Most of the state’s major reservoirs – bolstered by early rains with the spring snowmelt still to come – are near or above normal storage levels for the date.
Lake Oroville in Butte County, the State Water Project’s principal reservoir, is at 95 percent of normal, holding 2,099,731 acre-feet.
Lake Shasta north of Redding, the federal Central Valley Project’s largest reservoir is at 119 percent of normal, holding 3,421,013 acre-feet.
The Central Valley Project's Folsom Lake near Sacramento is at 90 percent of normal, holding 428,933 acre-feet.

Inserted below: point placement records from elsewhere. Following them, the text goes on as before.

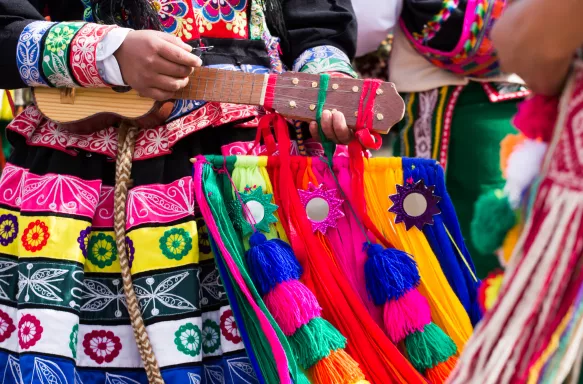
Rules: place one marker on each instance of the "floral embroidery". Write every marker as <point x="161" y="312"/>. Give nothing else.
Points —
<point x="258" y="211"/>
<point x="101" y="346"/>
<point x="239" y="24"/>
<point x="35" y="236"/>
<point x="203" y="24"/>
<point x="210" y="336"/>
<point x="73" y="340"/>
<point x="131" y="250"/>
<point x="215" y="10"/>
<point x="174" y="16"/>
<point x="176" y="243"/>
<point x="8" y="229"/>
<point x="29" y="331"/>
<point x="188" y="339"/>
<point x="324" y="58"/>
<point x="204" y="244"/>
<point x="59" y="37"/>
<point x="229" y="327"/>
<point x="29" y="52"/>
<point x="55" y="64"/>
<point x="6" y="326"/>
<point x="83" y="240"/>
<point x="102" y="250"/>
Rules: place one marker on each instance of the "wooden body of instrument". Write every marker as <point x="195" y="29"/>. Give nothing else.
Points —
<point x="292" y="94"/>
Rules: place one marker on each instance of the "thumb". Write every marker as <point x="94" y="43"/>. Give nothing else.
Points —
<point x="176" y="41"/>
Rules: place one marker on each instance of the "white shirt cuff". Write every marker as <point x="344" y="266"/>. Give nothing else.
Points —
<point x="106" y="61"/>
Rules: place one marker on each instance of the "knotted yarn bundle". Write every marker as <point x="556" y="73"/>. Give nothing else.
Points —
<point x="317" y="345"/>
<point x="392" y="279"/>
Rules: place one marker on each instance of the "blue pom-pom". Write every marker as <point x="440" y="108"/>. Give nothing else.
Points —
<point x="270" y="262"/>
<point x="389" y="273"/>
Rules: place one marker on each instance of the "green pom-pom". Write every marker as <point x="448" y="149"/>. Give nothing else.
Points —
<point x="301" y="378"/>
<point x="493" y="218"/>
<point x="314" y="341"/>
<point x="428" y="348"/>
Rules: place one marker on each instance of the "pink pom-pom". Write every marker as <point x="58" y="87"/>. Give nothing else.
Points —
<point x="536" y="117"/>
<point x="406" y="315"/>
<point x="292" y="305"/>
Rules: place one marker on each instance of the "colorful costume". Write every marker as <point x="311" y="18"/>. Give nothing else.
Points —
<point x="64" y="317"/>
<point x="533" y="332"/>
<point x="459" y="106"/>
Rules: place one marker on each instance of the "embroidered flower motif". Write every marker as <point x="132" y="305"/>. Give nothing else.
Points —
<point x="35" y="236"/>
<point x="73" y="340"/>
<point x="6" y="326"/>
<point x="101" y="346"/>
<point x="257" y="209"/>
<point x="29" y="331"/>
<point x="215" y="10"/>
<point x="172" y="15"/>
<point x="131" y="250"/>
<point x="101" y="250"/>
<point x="8" y="229"/>
<point x="239" y="24"/>
<point x="210" y="336"/>
<point x="58" y="38"/>
<point x="229" y="327"/>
<point x="176" y="243"/>
<point x="83" y="240"/>
<point x="188" y="339"/>
<point x="204" y="243"/>
<point x="202" y="23"/>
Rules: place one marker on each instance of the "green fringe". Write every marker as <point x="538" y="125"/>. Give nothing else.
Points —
<point x="302" y="378"/>
<point x="428" y="348"/>
<point x="314" y="341"/>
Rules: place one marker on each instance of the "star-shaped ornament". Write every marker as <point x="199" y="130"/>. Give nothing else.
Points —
<point x="415" y="204"/>
<point x="258" y="211"/>
<point x="323" y="207"/>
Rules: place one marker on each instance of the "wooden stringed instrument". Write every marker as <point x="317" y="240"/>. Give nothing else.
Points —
<point x="294" y="95"/>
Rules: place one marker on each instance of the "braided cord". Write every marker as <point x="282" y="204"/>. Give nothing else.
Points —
<point x="126" y="142"/>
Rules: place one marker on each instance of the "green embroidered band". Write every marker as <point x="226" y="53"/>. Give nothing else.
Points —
<point x="55" y="63"/>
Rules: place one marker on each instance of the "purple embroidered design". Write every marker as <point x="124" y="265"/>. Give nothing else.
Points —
<point x="131" y="250"/>
<point x="83" y="240"/>
<point x="322" y="207"/>
<point x="414" y="204"/>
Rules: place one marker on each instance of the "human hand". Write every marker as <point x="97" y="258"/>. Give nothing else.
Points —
<point x="333" y="123"/>
<point x="334" y="127"/>
<point x="155" y="64"/>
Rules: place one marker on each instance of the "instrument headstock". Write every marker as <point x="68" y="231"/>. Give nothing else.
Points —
<point x="295" y="95"/>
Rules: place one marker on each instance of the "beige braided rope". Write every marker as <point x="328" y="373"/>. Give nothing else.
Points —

Lake Oroville, heavily dependent on the spring and summer snowmelt, last filled to its 3.5 million acre-foot capacity in the summer of 2003.
Snow surveyors from the Department of Water Resources and cooperating agencies manually measure snowpack water content on or about the first of January, February, March, April and May, augmenting and checking the accuracy of electronic readings taken throughout the winter by sensors up and down the mountain ranges.
Tuesday's electronic readings show snow water equivalents in the state’s northern mountains at 169 percent of normal for the date and 57 percent of normal for April 1, generally the peak date for snowpack water content.
Readings for the central mountains are 180 percent of normal for the date, and 61 percent of the April 1 average.
The numbers for the southern mountains are 261 and 78.
Last year on this date, electronic readings indicated that water content in the statewide snowpack was 85 percent of normal for the date and 28 percent of the April 1 average.
The readings were 77 percent and 26 percent for the northern mountain ranges; 83 and 28 percent for the central mountains, and 100 and 30 percent for the southern mountains.
Northern California snowpack readings are taken from the Trinity River basin through the Feather and Truckee river basins.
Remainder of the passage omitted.